Soliton decomposition of the Box-Ball System
Pablo A. Ferrari, Chi Nguyen, Leonardo T. Rolla, Minmin Wang
TL;DR
We study the Box-Ball System in the density regime $\\lambda<\\frac{1}{2}$ and introduce a slot decomposition that maps a configuration to independent soliton components. Each component evolves linearly under the Box-Ball dynamics, enabling a reconstruction of the full configuration from the components. We construct a broad family of $T$-invariant measures via Palm theory, including product measures and stationary Markov chains, and we derive almost sure asymptotic speeds $(v_k)$ for $k$-solitons under shift-ergodic initial states, governed by a linear system tied to soliton densities. Our framework connects to ideas from generalized hydrodynamics and the generalized Gibbs ensemble, and yields explicit recursive formulas for speeds in the independent-component case.
Abstract
The Box-Ball System, shortly BBS, was introduced by Takahashi and Satsuma as a discrete counterpart of the KdV equation. Both systems exhibit solitons whose shape and speed are conserved after collision with other solitons. We introduce a slot decomposition of ball configurations, each component being an infinite vector describing the number of size $k$ solitons in each $k$-slot.
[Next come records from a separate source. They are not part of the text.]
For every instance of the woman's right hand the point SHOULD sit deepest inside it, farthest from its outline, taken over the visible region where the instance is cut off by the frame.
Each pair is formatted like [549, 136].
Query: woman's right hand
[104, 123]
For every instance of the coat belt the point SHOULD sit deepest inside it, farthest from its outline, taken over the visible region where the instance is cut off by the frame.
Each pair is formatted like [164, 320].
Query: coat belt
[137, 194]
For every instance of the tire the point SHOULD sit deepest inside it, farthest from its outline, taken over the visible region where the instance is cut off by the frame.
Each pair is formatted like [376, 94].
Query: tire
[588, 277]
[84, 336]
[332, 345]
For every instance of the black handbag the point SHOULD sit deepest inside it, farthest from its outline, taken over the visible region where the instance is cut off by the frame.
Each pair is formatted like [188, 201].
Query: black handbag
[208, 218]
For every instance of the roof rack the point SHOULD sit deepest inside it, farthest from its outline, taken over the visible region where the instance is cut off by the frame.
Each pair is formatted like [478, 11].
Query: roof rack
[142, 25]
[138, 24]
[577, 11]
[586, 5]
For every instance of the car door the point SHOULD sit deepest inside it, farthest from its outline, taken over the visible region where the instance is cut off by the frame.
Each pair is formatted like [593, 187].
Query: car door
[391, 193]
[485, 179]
The dynamics of the components is linear: the $k$-th component moves rigidly at speed $k$. Let $ζ$ be a translation invariant family of independent random vectors under a summability condition and $η$ the ball configuration with components $ζ$. We show that the law of $η$ is translation invariant and invariant for the BBS. This recipe allows us to construct a big family of invariant measures, including product measures and stationary Markov chains with ball density less than $\frac12$. We also show that starting BBS with an ergodic measure, the position of a tagged $k$-soliton at time $t$, divided by $t$ converges as $t\to\infty$ to an effective speed $v_k$. The vector of speeds satisfies a system of linear equations related with the Generalized Gibbs Ensemble of conservative laws.